Council of Mortgage Lenders survey shows dramatic decline in home loans as lending criteria tighten

The number of loans to first time buyers fell nearly 50% in July from the previous year, according to a survey by the Council of Mortgage Lenders.

Loans have declined to 17,300 as a result of tighter lending criteria, a fall of 48%.

The average amount of deposit needed has risen to levels not seen since the 1980s, with the average first time buyer placing of deposit of 15%, up from 13% in June.

The news comes as surveyors reported that the number of house purchases has fallen to record lows, with many surveyors reporting only one house sale a week, further hitting profits at housebuilders.

In July, first time buyers borrowed 3.24 times their income, a decrease from 3.33 in June and the lowest figure since July 2006.

Loans to home movers have also fallen to half of the number of loans in July 2007, dropping to 30,100. Home movers typically borrowed 68% value of their property, a drop of 4% since June 2008.

Overall there were 47,400 house purchase loans worth £7.1bn in July, representing a decline of more than 50% in value and volume from the same month last year. Average house purchase loans decreased in July to £120,170, down from £125,000 in the previous four months.

While total gross lending rose 5% to £24.7bn in July from £23.6bn in June; this is a decline of 28% since last year.
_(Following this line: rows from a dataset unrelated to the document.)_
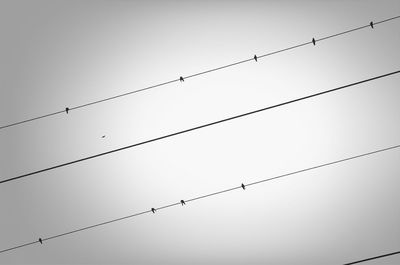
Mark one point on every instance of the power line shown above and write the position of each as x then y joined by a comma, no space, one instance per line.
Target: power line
197,127
196,74
242,186
377,257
Tracker rate mortgages have also increased in popularity. The number of borrowers taking out tracker products increased to 28%, an increase of 7% since June 2008.

Michael Coogan, CML director general, said: “Tighter lending criteria have clearly made it more difficult for first-time buyers to enter the market. The stamp duty and shared equity measures announced by the government last week will be helpful to those first-time buyers looking to enter now, but many may be waiting for house prices to stabilise."

A spokesperson from the Housebuilders Federation said: “Getting liquidity back into the market is a priority. It is the most crucial issue in the housing downturn. We are hoping that as a result of the Crosby Review, the government will take action to assist mortgage liquidity.”